Do you collect statistics? Page views, registrations, orders, clicks on advertisement? If yes, this channel can be the most important one for your business because it shows how bugs affect your key metrics.
You released a new version and number of registrations suddenly fell by 15% — having this data makes prioritisation much more straightforward.
Although, it may sound like a panacea, using only this channel can be not enough because:
- Anomalies don't necessarily correlate with your releases.
There are many factor which can affect your system, and you may need to dig deeper to understand how to fix it.
- Stats may be impacted by various factors, not only bugs.
Anomalies can be caused by genuine reasons: weather, public holidays, major events — not all of them are bad, even if your metrics go down.
- Changes aren't always rapid.
It's simple when you update business logic that lives on the server-side, preferably on one instance.
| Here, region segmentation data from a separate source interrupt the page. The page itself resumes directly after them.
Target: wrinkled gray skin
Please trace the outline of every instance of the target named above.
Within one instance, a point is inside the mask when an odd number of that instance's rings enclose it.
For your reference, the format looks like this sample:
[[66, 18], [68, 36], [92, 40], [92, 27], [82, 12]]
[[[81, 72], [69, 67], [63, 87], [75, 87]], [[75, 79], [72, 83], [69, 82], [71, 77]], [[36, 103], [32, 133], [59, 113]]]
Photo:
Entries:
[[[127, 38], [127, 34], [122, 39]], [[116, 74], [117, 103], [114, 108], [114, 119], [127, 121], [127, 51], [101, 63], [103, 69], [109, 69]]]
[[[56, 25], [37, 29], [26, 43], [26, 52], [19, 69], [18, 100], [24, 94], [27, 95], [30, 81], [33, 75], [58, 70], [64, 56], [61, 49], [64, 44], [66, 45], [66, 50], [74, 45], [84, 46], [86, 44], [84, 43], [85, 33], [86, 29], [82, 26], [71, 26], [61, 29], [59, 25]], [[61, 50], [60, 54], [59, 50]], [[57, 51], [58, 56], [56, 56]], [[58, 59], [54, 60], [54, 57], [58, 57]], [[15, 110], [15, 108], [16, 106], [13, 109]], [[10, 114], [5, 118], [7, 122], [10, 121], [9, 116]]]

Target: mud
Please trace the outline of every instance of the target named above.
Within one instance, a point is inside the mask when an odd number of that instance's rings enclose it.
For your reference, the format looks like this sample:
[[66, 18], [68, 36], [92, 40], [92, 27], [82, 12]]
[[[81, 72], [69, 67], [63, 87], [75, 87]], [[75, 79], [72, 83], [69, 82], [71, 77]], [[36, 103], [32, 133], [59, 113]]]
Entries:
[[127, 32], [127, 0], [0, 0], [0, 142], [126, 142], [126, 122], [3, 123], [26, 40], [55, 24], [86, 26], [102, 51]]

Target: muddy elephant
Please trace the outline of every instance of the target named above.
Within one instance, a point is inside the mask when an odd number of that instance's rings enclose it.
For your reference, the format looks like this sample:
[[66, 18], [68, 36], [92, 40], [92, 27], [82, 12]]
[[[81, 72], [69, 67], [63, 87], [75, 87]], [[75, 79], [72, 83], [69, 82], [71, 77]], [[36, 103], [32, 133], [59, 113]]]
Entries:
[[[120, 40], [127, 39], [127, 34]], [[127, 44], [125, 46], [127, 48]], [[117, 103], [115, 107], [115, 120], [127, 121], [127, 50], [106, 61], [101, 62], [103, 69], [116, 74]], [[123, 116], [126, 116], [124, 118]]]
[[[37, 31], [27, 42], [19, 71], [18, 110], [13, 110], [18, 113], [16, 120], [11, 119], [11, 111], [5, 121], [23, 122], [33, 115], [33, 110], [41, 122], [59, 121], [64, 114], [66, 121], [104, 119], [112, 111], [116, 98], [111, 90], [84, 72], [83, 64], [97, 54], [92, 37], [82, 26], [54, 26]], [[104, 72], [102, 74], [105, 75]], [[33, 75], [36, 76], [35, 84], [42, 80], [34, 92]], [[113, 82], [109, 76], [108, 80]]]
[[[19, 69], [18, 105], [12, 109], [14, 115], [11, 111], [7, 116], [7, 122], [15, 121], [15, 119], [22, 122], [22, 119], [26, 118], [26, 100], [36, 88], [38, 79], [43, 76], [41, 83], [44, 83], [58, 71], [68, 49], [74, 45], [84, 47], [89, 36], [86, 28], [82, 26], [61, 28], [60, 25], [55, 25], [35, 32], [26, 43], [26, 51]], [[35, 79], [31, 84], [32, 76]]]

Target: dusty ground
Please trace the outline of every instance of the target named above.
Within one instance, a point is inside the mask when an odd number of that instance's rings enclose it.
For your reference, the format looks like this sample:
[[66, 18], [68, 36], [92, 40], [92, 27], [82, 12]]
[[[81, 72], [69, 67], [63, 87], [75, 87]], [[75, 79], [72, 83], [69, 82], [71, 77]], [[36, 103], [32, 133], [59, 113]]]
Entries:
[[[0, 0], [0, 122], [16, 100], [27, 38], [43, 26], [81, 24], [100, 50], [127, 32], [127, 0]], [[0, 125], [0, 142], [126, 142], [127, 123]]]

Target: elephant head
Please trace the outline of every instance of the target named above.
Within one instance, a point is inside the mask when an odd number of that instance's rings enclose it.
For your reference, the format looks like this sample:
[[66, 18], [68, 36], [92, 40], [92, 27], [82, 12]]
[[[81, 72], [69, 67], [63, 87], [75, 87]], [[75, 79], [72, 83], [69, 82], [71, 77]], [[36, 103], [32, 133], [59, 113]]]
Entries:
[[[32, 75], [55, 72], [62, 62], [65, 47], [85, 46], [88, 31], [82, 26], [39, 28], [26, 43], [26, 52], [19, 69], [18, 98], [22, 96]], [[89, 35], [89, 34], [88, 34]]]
You introduce a bug and the metrics immediately go down — easy to catch. When it comes to front-end, mobile applications or other systems with the longer rollout, the change isn't that sharp.
How to use this channel effectively:
- Make your dashboards as close to real-time as possible.
Data is much less useful when it comes with a big lag, especially if you have to wait for a Hadoop job to generate you a daily report (yes, that's a very frequent situation!)
- Collect data about user environment.
Most of the major systems for collecting metrics allow sending metadata along with stats. It can give your QA engineers enough clues to reproduce the issue or can help you to figure out a genuine reason for the anomaly.
- Setup alerts.
Use all capabilities of your system — many of them allow you to setup thresholds where something is considered an anomaly, so you don't need to monitor graphs yourself.
What is your score?
How many of those streams do you currently support? Do you rely on one of them or have multiple?
All four streams can give you a very good understanding of what's going on:
- Customer feedback — what happens?
- Error reports — how many users are affected? when did it start?
- Exploratory testing — how to reproduce?
- Stats anomalies — how does it impact business?
Then, prioritisation becomes much easier, as for the leaking tap from our previous example:
All new clients are affected since we've released "XYZ" — nobody can register on our website.
It decreased the number of orders by 20%.
Solution: revert "XYZ"
We had two complaints from the customers, but only people with IE11 are affected.
It started 3 weeks ago and haven't visibly impacted any of the key metrics yet.
Solution: won't fix, show a notification that we don't support IE 11.